Downcodes editor reports: Johns Hopkins University and Tencent AI Lab jointly developed a breakthrough text-to-audio generation model called EzAudio. Its efficient and high-quality audio conversion capabilities mark the field of artificial intelligence and audio technology. A big progress. EzAudio uses innovative audio waveform latent space technology, combined with advanced technologies such as AdaLN-SOLA, to surpass existing open source models in both objective and subjective evaluations. The model’s open source code, dataset, and model checkpoints are made publicly available to encourage further research and application.
EzAudio works by exploiting the latent space of audio waveforms rather than traditional spectrograms, an innovation that allows it to work at high temporal resolution without the need for an additional neural vocoder.
EzAudio's architecture, called EzAudio-DiT (Diffusion Transformer), uses a number of technological innovations to improve performance and efficiency. These include a new adaptive layer normalization technology AdaLN-SOLA, long-hop connections, and advanced position encoding technologies such as RoPE (rotated position embedding).
The researchers say the audio samples generated by EzAudio are so realistic that both objective and subjective evaluations outperform existing open source models.
Currently, the AI audio generation market is growing rapidly. Well-known companies like ElevenLabs recently launched an iOS app for text-to-speech conversion, showing strong consumer interest in AI audio tools. At the same time, technology giants such as Microsoft and Google are also increasing investment in AI voice simulation technology.
According to Gartner's predictions, by 2027, 40% of generative AI solutions will be multimodal, combining the capabilities of text, images, and audio, which means that high-quality audio generation models like EzAudio are likely to continue to evolve. play an important role in the field of AI.
The EzAudio team has made their code, datasets, and model checkpoints publicly available, emphasizing transparency and encouraging further research in this area.
Researchers believe EzAudio may have applications beyond sound effects generation, involving areas such as speech and music production. As technology continues to advance, it is expected to be widely used in industries such as entertainment, media, ancillary services, and virtual assistants.
demo:https://huggingface.co/spaces/OpenSound/EzAudio
Project entrance: https://github.com/haidog-yaqub/EzAudio?tab=readme-ov-file
Highlight:
EzAudio is a new text-to-audio generation model launched by Johns Hopkins University in collaboration with Tencent, marking a major advancement in audio technology.
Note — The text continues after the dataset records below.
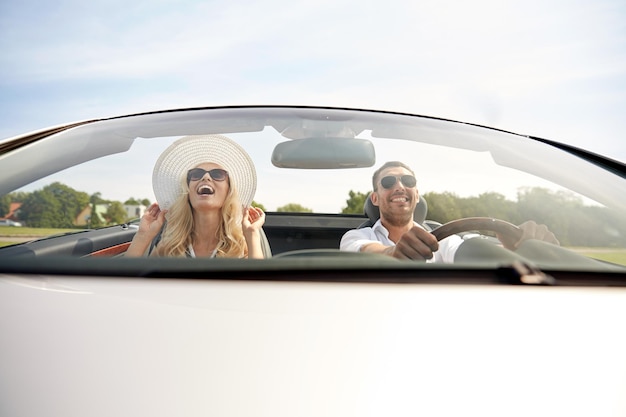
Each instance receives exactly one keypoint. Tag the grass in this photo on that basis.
(22, 234)
(13, 235)
(614, 255)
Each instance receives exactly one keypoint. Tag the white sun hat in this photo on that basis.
(188, 152)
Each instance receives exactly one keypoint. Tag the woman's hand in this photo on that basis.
(253, 219)
(149, 226)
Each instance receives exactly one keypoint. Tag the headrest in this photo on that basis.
(373, 214)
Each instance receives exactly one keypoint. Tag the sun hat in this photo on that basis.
(189, 152)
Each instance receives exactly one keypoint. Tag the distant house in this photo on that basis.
(133, 211)
(84, 217)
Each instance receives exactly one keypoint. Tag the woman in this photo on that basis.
(204, 186)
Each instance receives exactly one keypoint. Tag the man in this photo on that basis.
(396, 234)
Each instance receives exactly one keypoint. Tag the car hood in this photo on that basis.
(139, 346)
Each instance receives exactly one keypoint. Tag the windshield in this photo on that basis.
(321, 162)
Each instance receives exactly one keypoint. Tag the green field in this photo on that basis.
(617, 256)
(13, 235)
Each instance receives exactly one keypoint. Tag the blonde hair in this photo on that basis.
(178, 232)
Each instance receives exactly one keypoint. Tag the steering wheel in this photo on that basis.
(478, 223)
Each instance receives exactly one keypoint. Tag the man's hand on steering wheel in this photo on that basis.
(530, 230)
(417, 243)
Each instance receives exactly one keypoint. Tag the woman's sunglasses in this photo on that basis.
(408, 181)
(196, 174)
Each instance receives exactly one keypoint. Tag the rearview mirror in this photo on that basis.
(324, 153)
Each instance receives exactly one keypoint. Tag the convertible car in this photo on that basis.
(311, 329)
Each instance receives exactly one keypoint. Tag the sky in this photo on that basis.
(555, 69)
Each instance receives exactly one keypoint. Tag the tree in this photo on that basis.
(443, 207)
(116, 213)
(355, 203)
(294, 207)
(259, 205)
(5, 205)
(56, 205)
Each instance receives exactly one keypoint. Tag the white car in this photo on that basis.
(311, 330)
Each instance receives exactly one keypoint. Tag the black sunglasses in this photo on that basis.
(389, 181)
(196, 174)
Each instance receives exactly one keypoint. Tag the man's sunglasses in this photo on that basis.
(196, 174)
(389, 181)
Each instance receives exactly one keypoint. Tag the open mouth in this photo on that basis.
(205, 190)
(400, 199)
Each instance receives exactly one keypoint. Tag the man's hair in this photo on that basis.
(385, 166)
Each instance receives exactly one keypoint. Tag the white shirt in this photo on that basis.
(353, 240)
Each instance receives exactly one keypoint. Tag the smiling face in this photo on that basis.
(398, 202)
(207, 193)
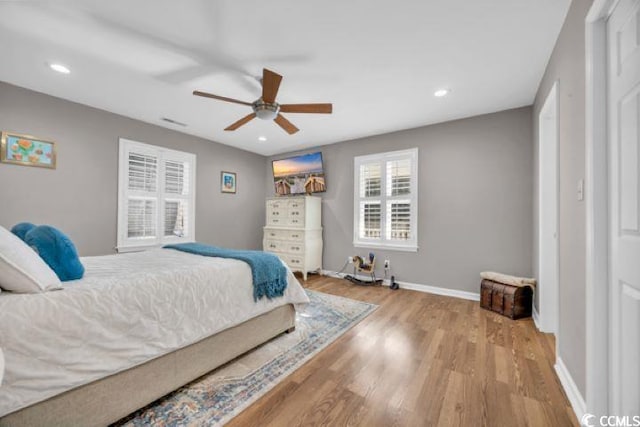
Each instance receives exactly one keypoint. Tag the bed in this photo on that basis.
(134, 328)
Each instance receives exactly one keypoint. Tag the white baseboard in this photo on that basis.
(536, 317)
(416, 287)
(571, 389)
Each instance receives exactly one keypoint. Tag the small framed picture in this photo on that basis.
(27, 150)
(228, 182)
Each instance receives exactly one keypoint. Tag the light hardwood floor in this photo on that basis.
(420, 360)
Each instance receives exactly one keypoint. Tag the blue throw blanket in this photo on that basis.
(269, 273)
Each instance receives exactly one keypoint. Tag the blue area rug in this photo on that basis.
(217, 397)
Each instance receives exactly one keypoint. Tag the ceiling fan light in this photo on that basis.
(265, 110)
(60, 68)
(441, 92)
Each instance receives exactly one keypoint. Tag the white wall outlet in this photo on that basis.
(581, 189)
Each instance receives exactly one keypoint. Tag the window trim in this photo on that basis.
(125, 244)
(383, 158)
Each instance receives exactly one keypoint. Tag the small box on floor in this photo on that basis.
(508, 300)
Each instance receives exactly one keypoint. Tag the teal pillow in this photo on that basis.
(57, 250)
(22, 229)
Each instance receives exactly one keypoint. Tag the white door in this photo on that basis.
(623, 34)
(548, 214)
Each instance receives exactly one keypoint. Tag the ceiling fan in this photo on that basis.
(266, 107)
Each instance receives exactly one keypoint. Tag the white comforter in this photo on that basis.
(127, 310)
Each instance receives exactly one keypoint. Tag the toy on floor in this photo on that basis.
(362, 266)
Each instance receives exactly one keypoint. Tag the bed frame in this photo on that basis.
(109, 399)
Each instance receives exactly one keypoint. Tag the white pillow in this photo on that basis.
(21, 268)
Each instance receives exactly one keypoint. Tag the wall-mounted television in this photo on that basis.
(299, 175)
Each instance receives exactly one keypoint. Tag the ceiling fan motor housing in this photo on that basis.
(265, 110)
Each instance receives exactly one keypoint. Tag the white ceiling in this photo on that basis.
(378, 62)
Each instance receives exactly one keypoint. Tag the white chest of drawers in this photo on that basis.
(294, 232)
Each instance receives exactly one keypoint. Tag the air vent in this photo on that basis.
(173, 122)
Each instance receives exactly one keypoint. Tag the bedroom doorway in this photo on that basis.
(548, 214)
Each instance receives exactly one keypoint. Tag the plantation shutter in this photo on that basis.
(385, 205)
(370, 208)
(176, 198)
(398, 225)
(142, 184)
(156, 196)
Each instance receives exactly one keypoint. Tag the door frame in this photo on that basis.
(597, 198)
(548, 302)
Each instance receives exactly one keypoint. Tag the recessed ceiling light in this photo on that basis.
(60, 68)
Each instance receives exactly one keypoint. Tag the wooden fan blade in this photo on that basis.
(270, 85)
(307, 108)
(242, 121)
(286, 124)
(221, 98)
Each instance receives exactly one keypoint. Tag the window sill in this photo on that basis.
(146, 247)
(386, 246)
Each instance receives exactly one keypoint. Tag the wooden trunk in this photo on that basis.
(511, 301)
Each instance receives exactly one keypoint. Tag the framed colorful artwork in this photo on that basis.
(228, 182)
(27, 150)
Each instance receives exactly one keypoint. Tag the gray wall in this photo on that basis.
(80, 196)
(475, 195)
(567, 66)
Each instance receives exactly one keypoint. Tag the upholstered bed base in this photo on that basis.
(111, 398)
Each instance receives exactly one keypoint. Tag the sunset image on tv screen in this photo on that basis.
(299, 175)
? Through innovative architecture and technology, the audio samples generated by this model are superior in quality to existing open source models, and have broad application potential.
As technology develops, issues of ethical and responsible use gradually come to the fore, and EzAudio’s public research code also provides extensive opportunities for future examination of risks and benefits.
EzAudio's open source and high performance give it significant advantages in the field of AI audio generation, and its future application prospects are broad, but it also needs to pay attention to its ethical and social impacts. The editor of Downcodes will continue to pay attention to the progress and application of this technology.